さらには、本年6月に定められたこども未来戦略方針においては、産後ケア事業の利用者負担の軽減措置を本年度から全ての世帯に対象を拡大して実施するとともに、支援を必要とする全ての方が利用できるよう取組を進めるなど、子育て家庭の産前、産後の心身の負担軽減を図る観点から実施体制の強化等を行うこととされたところである。

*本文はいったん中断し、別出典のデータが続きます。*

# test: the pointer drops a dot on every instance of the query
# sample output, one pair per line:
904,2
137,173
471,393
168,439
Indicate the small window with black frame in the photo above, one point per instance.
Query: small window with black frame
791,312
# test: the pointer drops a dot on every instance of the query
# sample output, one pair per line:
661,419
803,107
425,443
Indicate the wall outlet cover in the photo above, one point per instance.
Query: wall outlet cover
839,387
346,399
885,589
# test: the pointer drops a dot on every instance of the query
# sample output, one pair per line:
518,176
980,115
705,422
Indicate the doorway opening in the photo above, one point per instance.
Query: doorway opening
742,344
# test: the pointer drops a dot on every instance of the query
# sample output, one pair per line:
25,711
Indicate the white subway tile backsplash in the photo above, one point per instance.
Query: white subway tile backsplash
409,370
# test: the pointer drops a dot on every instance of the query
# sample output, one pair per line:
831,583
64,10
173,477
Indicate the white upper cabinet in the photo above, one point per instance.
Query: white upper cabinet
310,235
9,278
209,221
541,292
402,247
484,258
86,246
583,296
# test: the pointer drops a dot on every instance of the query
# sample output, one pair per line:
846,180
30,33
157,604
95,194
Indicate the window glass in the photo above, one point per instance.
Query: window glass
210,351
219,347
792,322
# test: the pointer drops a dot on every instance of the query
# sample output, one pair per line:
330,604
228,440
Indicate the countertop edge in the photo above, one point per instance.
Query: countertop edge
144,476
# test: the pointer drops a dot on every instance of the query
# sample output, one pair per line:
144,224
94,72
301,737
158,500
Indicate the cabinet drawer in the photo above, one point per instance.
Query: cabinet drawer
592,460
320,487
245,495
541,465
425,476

よって、国においては、誰もが地域で安心して妊娠、出産、子育てができる切れ目のない環境づくりを進めるため、次の措置を講ずるよう強く要望する。
1 産後ケア事業及び産婦健康診査事業等の実施に関する調査結果等も参考にし、全ての地方自治体において、十分な産前・産後サポート、産後ケア体制を構築できるよう支援の充実を図ること。
2 産後ケア事業について、地域の実情に応じた宿泊型、デイサービス型、アウトリーチ型などの支援内容となるよう、地方自治体への財政的支援を講ずること。
3 産前、産後の母子の心身の適切なケアが提供できるよう、産前・産後サポート、産後ケアを担う人材育成を目的とした研修を行うこと。
4 若年妊娠、特定妊婦等への支援を強化し、若者に対する性や妊娠などの健康相談体制の充実を図ること。
上記のとおり地方自治法第99条の規定により意見書を提出する。